New Zealand industrialist

Sir Laurence Houghton Stevens (9 January 1920 – 28 September 2006) was a New Zealand accountant and industrialist.

==Early life and family==
Born in Auckland on 9 January 1920, Stevens was educated at Auckland Grammar School. He went on to study at Auckland University College, graduating with a Bachelor of Commerce in 1949, and qualify as a chartered accountant.

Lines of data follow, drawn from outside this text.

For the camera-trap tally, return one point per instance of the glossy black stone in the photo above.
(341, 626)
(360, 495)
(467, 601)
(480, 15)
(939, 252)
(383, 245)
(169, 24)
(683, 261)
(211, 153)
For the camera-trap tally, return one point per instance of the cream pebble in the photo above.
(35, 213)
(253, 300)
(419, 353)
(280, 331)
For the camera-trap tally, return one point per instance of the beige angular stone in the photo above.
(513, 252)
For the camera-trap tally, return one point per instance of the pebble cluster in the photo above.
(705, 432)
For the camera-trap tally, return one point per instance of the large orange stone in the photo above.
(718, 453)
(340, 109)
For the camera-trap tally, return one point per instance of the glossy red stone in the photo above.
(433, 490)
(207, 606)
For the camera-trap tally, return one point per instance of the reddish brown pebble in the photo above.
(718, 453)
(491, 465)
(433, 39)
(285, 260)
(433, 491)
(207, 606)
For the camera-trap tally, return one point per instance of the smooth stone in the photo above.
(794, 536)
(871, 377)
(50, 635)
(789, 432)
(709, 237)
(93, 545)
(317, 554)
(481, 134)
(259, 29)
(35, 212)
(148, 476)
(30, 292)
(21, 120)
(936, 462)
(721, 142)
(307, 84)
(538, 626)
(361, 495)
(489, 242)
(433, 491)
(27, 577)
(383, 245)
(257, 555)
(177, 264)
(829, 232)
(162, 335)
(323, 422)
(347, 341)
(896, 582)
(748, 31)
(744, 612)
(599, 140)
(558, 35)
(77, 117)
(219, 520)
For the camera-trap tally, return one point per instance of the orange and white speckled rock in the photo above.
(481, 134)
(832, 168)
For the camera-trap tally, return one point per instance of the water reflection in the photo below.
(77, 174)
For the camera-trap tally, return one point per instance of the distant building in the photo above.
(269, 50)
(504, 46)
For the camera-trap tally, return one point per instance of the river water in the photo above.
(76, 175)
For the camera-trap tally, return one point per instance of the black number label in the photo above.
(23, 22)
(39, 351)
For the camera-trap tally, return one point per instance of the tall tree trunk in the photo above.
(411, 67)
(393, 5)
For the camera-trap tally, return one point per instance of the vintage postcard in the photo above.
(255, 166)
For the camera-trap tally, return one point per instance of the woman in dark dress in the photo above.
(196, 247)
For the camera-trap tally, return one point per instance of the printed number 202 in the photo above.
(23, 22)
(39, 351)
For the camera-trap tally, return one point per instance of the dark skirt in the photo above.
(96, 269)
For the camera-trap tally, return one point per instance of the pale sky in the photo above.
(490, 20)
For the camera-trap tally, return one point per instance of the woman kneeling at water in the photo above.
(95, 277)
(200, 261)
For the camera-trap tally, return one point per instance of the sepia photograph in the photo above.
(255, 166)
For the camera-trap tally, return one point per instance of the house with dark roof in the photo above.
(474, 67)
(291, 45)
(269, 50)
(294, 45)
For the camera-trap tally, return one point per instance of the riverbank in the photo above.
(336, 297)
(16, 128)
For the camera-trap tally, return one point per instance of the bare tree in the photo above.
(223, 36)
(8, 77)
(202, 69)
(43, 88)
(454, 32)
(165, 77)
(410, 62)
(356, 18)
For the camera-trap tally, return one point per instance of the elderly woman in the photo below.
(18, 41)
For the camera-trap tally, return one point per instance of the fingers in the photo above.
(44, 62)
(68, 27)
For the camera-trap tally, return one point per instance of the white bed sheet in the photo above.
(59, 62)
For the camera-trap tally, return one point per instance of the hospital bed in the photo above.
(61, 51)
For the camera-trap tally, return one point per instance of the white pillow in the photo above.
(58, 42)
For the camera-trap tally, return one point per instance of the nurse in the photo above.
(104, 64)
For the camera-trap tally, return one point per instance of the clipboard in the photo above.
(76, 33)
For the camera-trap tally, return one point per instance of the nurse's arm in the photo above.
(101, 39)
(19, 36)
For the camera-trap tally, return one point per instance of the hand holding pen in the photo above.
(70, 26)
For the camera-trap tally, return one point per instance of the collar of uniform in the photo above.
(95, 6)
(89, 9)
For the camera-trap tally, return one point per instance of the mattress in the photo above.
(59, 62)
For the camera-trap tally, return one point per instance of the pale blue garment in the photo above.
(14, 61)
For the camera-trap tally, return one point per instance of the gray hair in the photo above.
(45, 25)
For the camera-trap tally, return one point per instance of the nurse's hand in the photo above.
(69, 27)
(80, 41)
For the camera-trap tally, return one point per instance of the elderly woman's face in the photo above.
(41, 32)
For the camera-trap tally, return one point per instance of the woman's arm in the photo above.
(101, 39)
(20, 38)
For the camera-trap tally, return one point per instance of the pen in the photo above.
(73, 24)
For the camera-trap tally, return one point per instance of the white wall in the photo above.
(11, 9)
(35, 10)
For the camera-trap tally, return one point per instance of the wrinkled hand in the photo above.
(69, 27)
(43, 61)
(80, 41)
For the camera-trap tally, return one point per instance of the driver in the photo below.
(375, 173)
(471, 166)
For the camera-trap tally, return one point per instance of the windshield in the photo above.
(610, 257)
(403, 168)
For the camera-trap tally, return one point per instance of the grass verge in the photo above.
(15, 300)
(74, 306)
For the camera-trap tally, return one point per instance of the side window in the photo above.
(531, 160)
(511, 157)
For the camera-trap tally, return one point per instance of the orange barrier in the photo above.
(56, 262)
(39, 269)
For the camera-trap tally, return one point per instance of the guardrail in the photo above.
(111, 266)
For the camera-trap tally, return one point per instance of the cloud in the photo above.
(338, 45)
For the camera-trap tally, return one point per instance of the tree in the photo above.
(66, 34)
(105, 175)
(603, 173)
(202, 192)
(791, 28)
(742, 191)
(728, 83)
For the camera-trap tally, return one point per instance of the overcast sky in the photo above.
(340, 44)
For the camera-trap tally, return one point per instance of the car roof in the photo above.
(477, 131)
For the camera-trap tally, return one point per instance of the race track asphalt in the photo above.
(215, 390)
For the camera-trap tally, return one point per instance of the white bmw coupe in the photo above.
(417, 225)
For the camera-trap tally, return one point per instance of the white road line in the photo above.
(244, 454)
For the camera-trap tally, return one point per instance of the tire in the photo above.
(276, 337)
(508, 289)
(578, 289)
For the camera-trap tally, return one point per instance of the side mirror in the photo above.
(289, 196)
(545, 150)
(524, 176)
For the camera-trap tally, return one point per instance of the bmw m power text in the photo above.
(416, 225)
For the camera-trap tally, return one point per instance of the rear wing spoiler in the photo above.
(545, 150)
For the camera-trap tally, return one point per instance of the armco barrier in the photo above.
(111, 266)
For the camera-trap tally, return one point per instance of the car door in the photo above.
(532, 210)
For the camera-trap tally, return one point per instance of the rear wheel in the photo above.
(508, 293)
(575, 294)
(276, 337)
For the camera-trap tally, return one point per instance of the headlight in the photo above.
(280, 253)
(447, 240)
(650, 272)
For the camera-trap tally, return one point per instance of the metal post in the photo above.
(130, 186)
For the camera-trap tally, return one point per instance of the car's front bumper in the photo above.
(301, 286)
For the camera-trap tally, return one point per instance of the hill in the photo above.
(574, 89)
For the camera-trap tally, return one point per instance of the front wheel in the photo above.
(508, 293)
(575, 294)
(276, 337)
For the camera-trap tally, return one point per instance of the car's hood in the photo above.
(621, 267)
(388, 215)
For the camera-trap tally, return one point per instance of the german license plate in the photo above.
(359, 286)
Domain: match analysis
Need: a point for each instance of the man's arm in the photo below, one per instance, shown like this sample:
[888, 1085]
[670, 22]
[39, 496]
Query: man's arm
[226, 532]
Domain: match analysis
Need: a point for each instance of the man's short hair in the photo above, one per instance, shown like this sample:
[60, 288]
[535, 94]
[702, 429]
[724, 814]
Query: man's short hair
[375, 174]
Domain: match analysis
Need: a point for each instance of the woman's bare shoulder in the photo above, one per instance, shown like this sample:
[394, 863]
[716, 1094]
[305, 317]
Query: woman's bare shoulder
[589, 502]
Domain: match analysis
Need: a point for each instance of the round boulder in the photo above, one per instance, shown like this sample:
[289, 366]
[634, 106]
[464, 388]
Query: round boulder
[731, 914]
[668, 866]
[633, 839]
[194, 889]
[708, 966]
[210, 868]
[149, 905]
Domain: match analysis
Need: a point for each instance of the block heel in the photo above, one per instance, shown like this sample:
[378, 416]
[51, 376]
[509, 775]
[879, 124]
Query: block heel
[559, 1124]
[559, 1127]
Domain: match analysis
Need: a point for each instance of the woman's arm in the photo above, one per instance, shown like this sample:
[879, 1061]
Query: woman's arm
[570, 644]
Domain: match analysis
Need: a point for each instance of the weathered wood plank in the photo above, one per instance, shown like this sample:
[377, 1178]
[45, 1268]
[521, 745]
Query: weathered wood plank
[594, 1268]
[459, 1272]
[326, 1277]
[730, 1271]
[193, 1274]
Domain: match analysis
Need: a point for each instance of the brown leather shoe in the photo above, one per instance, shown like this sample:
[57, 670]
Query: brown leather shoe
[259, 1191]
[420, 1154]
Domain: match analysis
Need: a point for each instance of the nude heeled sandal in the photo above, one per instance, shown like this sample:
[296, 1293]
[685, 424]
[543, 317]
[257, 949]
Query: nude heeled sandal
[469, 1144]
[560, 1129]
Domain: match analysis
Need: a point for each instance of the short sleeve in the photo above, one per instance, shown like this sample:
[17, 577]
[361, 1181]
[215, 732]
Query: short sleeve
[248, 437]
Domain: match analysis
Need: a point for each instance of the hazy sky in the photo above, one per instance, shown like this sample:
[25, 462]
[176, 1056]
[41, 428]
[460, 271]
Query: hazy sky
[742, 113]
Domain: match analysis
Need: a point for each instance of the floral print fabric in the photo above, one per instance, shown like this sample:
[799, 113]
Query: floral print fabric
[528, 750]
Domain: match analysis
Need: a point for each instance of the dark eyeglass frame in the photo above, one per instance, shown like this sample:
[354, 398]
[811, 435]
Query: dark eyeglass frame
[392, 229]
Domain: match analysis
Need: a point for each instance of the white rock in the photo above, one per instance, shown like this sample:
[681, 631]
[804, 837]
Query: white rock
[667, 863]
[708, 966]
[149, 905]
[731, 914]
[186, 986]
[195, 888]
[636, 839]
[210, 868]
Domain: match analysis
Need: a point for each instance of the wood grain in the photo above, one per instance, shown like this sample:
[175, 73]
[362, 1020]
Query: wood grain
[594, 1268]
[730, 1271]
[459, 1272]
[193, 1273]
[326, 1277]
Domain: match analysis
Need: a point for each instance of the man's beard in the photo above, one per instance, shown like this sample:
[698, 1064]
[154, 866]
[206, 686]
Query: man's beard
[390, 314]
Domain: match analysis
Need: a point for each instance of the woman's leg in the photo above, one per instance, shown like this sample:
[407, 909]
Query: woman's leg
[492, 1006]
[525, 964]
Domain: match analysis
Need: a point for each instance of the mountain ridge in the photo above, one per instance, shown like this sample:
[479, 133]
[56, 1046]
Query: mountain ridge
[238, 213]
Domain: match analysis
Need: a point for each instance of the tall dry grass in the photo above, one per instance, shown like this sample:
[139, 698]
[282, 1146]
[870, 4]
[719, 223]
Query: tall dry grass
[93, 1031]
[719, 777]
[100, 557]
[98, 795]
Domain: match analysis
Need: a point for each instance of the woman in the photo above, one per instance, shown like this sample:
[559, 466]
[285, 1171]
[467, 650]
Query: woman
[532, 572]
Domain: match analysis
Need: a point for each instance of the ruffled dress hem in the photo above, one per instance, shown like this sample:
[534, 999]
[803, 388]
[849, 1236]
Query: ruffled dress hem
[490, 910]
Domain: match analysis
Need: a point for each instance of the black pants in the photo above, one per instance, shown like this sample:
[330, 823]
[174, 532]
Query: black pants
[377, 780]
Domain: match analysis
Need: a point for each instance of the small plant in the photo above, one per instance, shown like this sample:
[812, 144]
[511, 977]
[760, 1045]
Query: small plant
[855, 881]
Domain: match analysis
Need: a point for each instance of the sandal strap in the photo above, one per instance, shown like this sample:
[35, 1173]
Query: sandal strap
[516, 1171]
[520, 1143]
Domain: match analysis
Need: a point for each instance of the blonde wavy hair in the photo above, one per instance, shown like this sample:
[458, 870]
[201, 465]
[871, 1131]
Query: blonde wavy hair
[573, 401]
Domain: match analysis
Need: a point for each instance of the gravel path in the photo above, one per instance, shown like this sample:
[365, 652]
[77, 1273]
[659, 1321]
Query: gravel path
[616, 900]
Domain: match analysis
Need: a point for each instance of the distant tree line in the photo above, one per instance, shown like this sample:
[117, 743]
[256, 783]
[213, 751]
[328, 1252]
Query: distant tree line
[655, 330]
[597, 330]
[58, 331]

During World War II, Stevens served with the 2nd New Zealand Expeditionary Force in Italy and the Middle East. On 28 August 1943, he married Beryl Joyce Dickson at St Andrew's Church, Epsom, and the couple went on to have three children, including Court of Appeal judge and Queen's Counsel Lyn Stevens.

==Career==
Stevens began working for Auckland Knitting Mills Limited in 1946, becoming secretary in 1948, manager in 1952 and managing director from 1962 until his retirement in 1980. He was active in various industry bodies, serving as president of the New Zealand Knitting Industries Federation from 1955 to 1960, president of the New Zealand Textile and Garment Manufacturers Federation between 1959 and 1960, and president of the New Zealand Manufacturers Federation from 1970 to 1971, and from 1981 to 1983.

Stevens held several directorships, including of the Reserve Bank of New Zealand. Lane Walker Rudkin, Auckland International Airport, Guardian Royal Exchange Assurance, Thorn EMI, Wormald, and Fay Richwhite.

A staunch advocate for free trade, Stevens helped to persuade New Zealand manufacturers to accept the New Zealand Australia Free Trade Agreement in 1965, and later was closely involved in negotiations leading to the Closer Economic Relations Trade Agreement between New Zealand and Australia in 1983.

==Other activities==
While a student, Stevens represented Auckland University at tennis, and he later served as president of the Auckland Lawn Tennis Association between 1983 and 1984. He also served as chair of the Auckland Agricultural, Pastoral and Industrial Shows Board, and was a member of the Melanesian Mission Trust Board.

==Honours and awards==
Stevens was awarded life membership of the New Zealand Textile and Garment Manufacturers Federation in 1977, and accorded the same honour by the New Zealand Knitting Industries Federation the following year.

In the 1979 New Year Honours, Stevens was appointed a Commander of the Order of the British Empire, for services to the textile industry, and in the 1983 Queen's Birthday Honours, he was made a Knight Bachelor, for services to the textile industry and export. He was inducted into the New Zealand Business Hall of Fame in 1999.

==Death==
Stevens died on 28 September 2006, and his ashes were buried at Purewa Cemetery, in the Auckland suburb of Meadowbank. Beryl, Lady Stevens, died in 2010.